Dr BOUMEHDI Bounhir
Médecin radiologue
Dans nos salles d’attente, dans nos cabinets et nos services d’imagerie, nous voyons passer chaque année des milliers de femmes victimes de violences, souvent silencieuses, parfois résignées, toujours vulnérables.
Beaucoup ne porteront jamais plainte.
Certaines par peur, d’autres pour préserver une famille fragile, d’autres encore parce qu’elles redoutent de ne pas être crues.
Et pendant ce temps, leurs corps gardent la mémoire des coups : fractures non diagnostiquées, contusions profondes, luxations négligées, traumatismes répétés.
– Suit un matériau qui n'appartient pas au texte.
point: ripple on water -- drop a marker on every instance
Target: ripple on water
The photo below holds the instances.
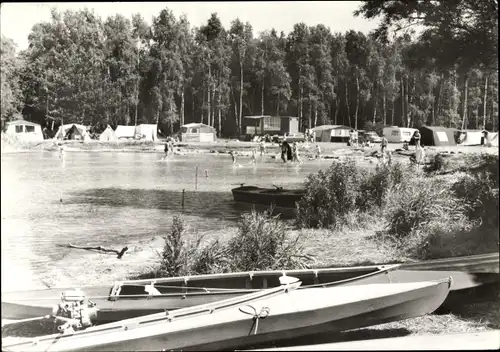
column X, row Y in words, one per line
column 114, row 199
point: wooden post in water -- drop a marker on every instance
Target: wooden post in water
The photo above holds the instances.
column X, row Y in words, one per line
column 196, row 179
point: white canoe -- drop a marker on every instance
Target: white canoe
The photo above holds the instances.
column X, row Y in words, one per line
column 242, row 322
column 134, row 298
column 485, row 340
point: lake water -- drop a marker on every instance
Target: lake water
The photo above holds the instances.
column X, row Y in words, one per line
column 115, row 198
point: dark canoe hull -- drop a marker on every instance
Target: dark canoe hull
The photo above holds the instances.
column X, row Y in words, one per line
column 202, row 289
column 293, row 314
column 267, row 196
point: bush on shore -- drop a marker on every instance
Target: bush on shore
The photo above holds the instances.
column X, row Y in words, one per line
column 422, row 214
column 262, row 243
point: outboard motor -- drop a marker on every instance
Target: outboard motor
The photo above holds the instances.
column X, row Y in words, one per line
column 75, row 310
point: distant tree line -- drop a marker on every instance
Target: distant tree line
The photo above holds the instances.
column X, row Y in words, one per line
column 82, row 69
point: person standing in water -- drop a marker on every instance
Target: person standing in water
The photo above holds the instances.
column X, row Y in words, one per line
column 254, row 159
column 262, row 148
column 383, row 144
column 295, row 152
column 233, row 156
column 284, row 151
column 166, row 149
column 416, row 136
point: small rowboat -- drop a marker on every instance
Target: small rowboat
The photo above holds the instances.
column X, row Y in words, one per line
column 133, row 298
column 253, row 319
column 278, row 196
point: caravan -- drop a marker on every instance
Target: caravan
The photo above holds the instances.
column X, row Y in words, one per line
column 397, row 134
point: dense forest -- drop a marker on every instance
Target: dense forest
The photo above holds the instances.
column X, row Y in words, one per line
column 83, row 69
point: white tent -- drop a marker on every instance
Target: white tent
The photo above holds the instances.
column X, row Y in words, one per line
column 108, row 135
column 24, row 130
column 148, row 132
column 395, row 134
column 492, row 139
column 470, row 137
column 72, row 131
column 125, row 131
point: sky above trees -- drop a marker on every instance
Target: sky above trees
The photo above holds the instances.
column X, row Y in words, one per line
column 338, row 15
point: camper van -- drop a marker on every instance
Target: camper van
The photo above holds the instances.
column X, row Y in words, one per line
column 397, row 134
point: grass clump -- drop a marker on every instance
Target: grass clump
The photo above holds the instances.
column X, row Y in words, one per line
column 329, row 196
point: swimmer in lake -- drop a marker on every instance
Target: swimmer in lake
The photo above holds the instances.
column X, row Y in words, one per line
column 318, row 151
column 254, row 160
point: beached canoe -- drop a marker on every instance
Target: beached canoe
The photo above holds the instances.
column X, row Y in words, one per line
column 278, row 196
column 133, row 298
column 484, row 340
column 242, row 322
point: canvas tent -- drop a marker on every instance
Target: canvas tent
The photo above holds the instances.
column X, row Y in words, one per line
column 395, row 134
column 147, row 132
column 492, row 139
column 125, row 131
column 470, row 137
column 108, row 135
column 437, row 136
column 24, row 130
column 72, row 131
column 197, row 132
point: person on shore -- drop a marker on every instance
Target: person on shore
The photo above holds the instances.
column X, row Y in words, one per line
column 233, row 156
column 166, row 149
column 284, row 149
column 383, row 144
column 416, row 136
column 262, row 148
column 295, row 153
column 318, row 152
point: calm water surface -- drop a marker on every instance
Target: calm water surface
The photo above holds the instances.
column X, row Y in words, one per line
column 117, row 198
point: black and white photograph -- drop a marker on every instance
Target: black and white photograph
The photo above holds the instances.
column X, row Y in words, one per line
column 249, row 175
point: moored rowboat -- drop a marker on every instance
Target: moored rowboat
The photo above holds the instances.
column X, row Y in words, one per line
column 241, row 322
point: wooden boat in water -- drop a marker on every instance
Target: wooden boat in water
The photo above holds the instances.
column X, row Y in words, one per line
column 278, row 196
column 250, row 320
column 133, row 298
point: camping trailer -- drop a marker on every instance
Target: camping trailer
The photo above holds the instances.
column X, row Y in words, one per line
column 148, row 132
column 332, row 133
column 437, row 136
column 395, row 134
column 471, row 137
column 265, row 124
column 197, row 132
column 72, row 131
column 125, row 131
column 108, row 135
column 24, row 130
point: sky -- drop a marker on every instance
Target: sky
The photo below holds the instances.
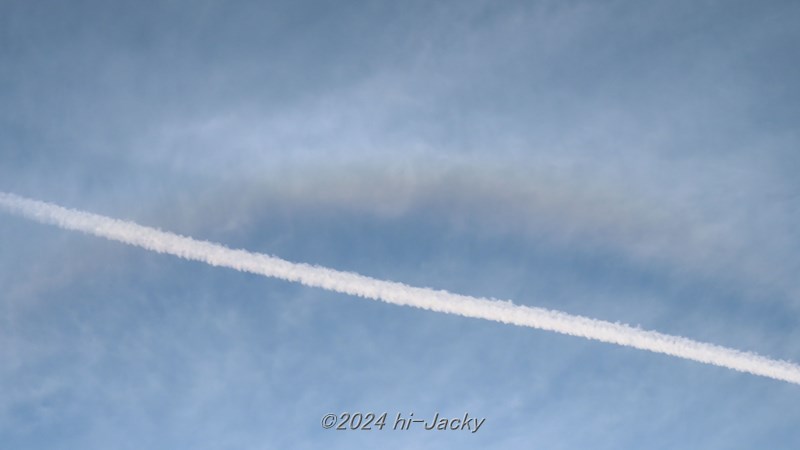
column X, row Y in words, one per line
column 626, row 161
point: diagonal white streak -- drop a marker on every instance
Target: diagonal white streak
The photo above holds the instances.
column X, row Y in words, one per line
column 397, row 293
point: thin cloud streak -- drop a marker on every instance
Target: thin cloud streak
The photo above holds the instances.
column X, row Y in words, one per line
column 396, row 293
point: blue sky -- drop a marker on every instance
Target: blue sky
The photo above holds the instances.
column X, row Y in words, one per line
column 628, row 161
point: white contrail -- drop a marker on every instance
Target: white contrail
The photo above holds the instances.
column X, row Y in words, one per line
column 397, row 293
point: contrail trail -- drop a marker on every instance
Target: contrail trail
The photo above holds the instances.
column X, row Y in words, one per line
column 397, row 293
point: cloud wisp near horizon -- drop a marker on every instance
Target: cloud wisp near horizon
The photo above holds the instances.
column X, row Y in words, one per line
column 397, row 293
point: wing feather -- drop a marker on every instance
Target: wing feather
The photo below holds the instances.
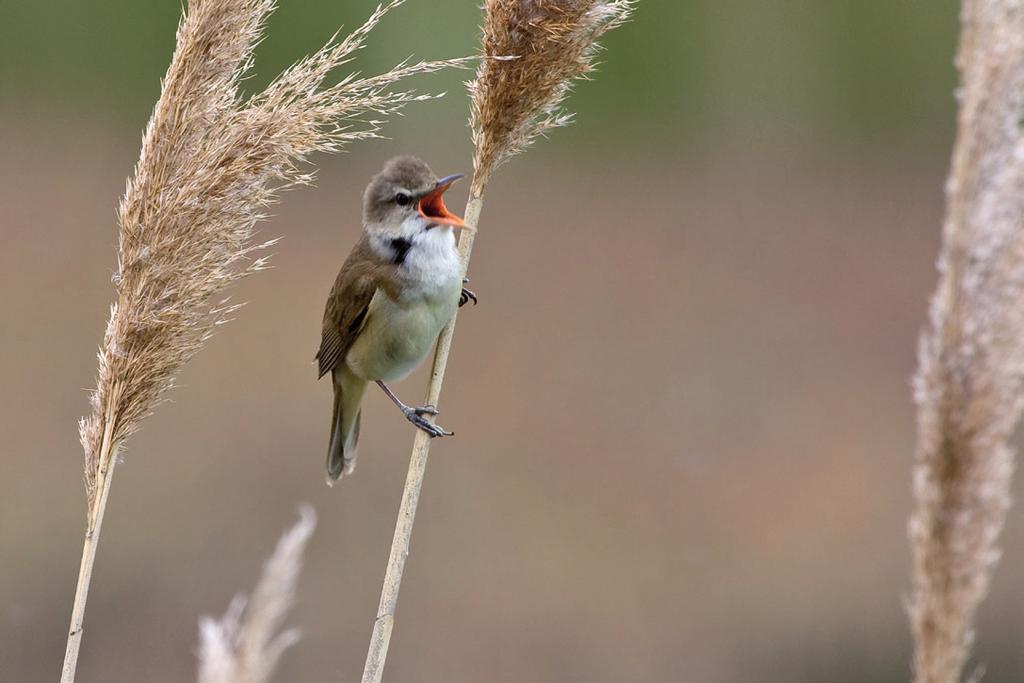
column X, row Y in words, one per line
column 346, row 307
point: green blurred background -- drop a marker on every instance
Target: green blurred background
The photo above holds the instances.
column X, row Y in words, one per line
column 682, row 404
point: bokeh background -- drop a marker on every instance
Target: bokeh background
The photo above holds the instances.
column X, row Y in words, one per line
column 683, row 417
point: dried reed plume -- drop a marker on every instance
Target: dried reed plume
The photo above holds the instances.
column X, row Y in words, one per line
column 553, row 42
column 514, row 101
column 211, row 164
column 968, row 387
column 246, row 644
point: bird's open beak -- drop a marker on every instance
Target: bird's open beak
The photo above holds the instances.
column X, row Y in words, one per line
column 432, row 207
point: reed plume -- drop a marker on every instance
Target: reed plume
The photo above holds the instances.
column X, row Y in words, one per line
column 245, row 645
column 211, row 163
column 534, row 50
column 971, row 357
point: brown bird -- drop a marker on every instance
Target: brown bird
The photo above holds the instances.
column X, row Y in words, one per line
column 399, row 286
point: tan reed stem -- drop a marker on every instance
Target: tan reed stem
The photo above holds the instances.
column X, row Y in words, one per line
column 534, row 50
column 94, row 523
column 381, row 637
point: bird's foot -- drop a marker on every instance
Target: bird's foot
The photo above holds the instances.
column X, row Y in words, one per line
column 415, row 415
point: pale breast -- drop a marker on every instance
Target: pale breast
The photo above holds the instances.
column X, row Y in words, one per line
column 397, row 336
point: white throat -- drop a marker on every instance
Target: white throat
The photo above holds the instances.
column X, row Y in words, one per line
column 426, row 256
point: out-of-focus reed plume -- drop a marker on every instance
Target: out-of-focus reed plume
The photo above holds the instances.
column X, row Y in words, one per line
column 211, row 164
column 245, row 645
column 514, row 100
column 971, row 360
column 534, row 50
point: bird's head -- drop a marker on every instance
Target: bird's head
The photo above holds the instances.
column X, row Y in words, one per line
column 406, row 198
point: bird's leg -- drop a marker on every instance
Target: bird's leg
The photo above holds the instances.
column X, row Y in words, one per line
column 466, row 295
column 415, row 415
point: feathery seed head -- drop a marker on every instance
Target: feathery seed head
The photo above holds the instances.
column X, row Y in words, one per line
column 553, row 43
column 210, row 166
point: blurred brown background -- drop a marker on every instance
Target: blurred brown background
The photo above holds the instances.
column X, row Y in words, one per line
column 682, row 407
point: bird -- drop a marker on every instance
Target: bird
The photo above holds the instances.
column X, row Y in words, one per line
column 398, row 288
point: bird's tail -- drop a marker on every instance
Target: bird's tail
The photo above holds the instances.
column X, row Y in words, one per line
column 348, row 392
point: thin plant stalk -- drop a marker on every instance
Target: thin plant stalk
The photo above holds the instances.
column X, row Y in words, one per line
column 534, row 50
column 381, row 637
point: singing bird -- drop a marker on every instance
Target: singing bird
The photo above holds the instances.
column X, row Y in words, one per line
column 399, row 286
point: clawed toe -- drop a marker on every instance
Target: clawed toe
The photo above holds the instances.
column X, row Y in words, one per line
column 429, row 427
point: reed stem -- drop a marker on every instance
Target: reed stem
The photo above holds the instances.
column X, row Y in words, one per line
column 108, row 456
column 381, row 637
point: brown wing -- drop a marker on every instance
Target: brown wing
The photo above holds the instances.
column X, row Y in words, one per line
column 346, row 306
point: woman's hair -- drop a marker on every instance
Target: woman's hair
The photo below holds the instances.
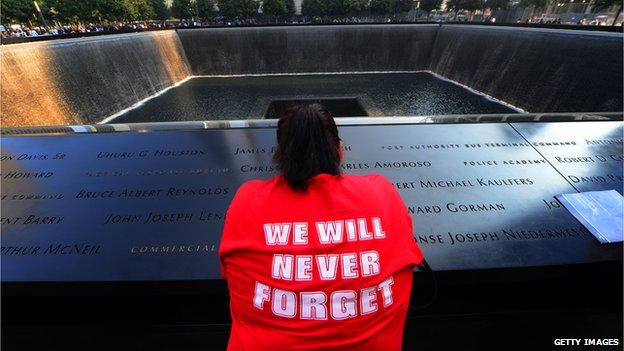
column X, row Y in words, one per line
column 308, row 142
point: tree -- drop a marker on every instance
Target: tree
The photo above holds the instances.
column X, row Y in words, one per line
column 336, row 8
column 538, row 4
column 161, row 11
column 290, row 7
column 16, row 11
column 605, row 4
column 238, row 8
column 183, row 9
column 400, row 6
column 274, row 8
column 205, row 8
column 313, row 8
column 497, row 4
column 381, row 7
column 430, row 5
column 356, row 6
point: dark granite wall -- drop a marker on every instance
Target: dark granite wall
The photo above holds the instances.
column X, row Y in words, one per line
column 538, row 70
column 308, row 49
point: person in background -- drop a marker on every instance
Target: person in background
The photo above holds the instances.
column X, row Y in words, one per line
column 315, row 259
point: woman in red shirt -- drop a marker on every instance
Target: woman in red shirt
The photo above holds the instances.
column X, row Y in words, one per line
column 315, row 259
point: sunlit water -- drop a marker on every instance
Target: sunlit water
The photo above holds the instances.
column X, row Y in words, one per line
column 381, row 94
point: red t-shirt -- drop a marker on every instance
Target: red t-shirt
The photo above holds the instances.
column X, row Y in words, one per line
column 326, row 269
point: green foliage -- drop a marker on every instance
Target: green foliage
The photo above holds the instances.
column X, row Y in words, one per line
column 314, row 8
column 400, row 6
column 274, row 7
column 497, row 4
column 356, row 6
column 183, row 9
column 161, row 11
column 205, row 8
column 468, row 5
column 74, row 11
column 381, row 6
column 430, row 5
column 16, row 11
column 605, row 4
column 240, row 9
column 540, row 4
column 290, row 7
column 390, row 6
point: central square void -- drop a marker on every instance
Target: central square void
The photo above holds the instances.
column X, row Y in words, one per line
column 358, row 94
column 338, row 107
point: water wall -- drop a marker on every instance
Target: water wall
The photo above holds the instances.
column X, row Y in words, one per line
column 538, row 70
column 308, row 49
column 81, row 81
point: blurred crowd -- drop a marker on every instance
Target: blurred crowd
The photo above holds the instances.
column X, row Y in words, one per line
column 19, row 31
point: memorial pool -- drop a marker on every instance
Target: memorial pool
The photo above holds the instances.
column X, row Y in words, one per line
column 249, row 97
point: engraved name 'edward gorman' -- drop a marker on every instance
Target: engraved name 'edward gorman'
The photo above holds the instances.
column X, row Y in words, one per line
column 457, row 208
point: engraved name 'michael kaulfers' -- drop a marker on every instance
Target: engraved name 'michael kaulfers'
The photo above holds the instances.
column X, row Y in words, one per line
column 463, row 183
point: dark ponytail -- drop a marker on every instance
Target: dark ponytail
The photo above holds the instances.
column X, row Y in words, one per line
column 308, row 142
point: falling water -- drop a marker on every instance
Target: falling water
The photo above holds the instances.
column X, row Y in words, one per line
column 78, row 81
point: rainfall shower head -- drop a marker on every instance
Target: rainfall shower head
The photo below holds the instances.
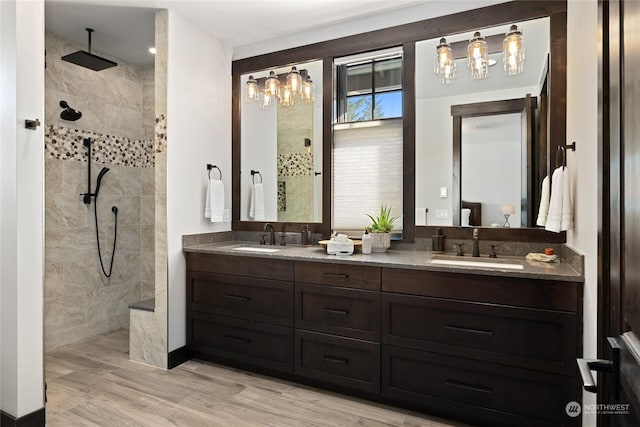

Des blessures qui se sont consolidées seules, mal, et qui laissent dans l’os, dans la chair, des marques indélébiles.
Ce sont précisément ces marques que la radiologie sait lire, analyser et documenter.
Lorsque la parole est empêchée, les images deviennent un témoignage.
Lorsque les faits sont anciens, c’est la science qui vient en soutien.
La radiographie, le scanner et l’IRM permettent aujourd’hui d’identifier des traumatismes survenus des années auparavant.
Une fracture ancienne consolidée de manière anormale — avec un cal osseux irrégulier et asymétrique — raconte une histoire.
Une histoire de violence souvent passée sous silence.
Ce type d’image, bien connu des médecins légistes, constitue un élément puissant pour étayer un dossier judiciaire.
Elle renforce la crédibilité d’une victime qui, parfois tardivement, ose enfin parler.
Le scanner thoracique, lui, révèle des fractures costales anciennes, parfois multiples, parfois d’âges différents.
Ces différences d’ancienneté sont un indice fort : elles montrent non pas un accident isolé, mais une répétition d’actes violents.
Pour un expert, ce langage du corps est clair.
Pour la justice, il est déterminant.
Dans d’autres cas, c’est le cerveau qui garde la trace du passé.
Un scanner ou une IRM peuvent montrer une hémorragie intracrânienne résorbée, des micro-lésions, ou une atrophie localisée.
Autant d’images qui traduisent un choc violent, parfois très ancien.
Des images qui disent ce que la victime n’a jamais pu dire.
La radiologie permet aussi de détecter les séquelles d’un traumatisme articulaire mal soigné : épaule instable, ligaments arrachés, genou abîmé.
Là encore, le lien avec un acte violent est parfois évident.
Et puis, il y a le visage, zone si souvent atteinte lors d’agressions.
Un scanner facial ou un cliché panoramique dentaire peuvent montrer une fracture ancienne de la mâchoire, une dent cassée, une reconstruction osseuse anormale.
Ces éléments appuient fortement une plainte tardive, car un traumatisme osseux ne ment jamais.
Je le rappelle en tant que radiologue : notre discipline n’est pas seulement un outil de diagnostic, elle est aussi un outil de vérité.
Les médecins radiologues sont au service des femmes victimes de violences.
Nos images leur offrent un espace sûr, impartial, scientifique.
Elles permettent de donner un corps — au sens propre — à des violences que l’entourage, la société ou même la victime ont longtemps tenté d’effacer.
Lorsque les mots sont étouffés, ce sont les os, les tissus et les cicatrices internes qui parlent.
L’imagerie médicale devient alors une voix.
Une preuve.
Une reconnaissance.
Et pour beaucoup de femmes, elle devient la première étape vers la justice.
La première preuve que leur douleur a existé.
La première fois — parfois — que quelqu’un regarde vraiment leurs blessures et leur dit : “Je vous crois.”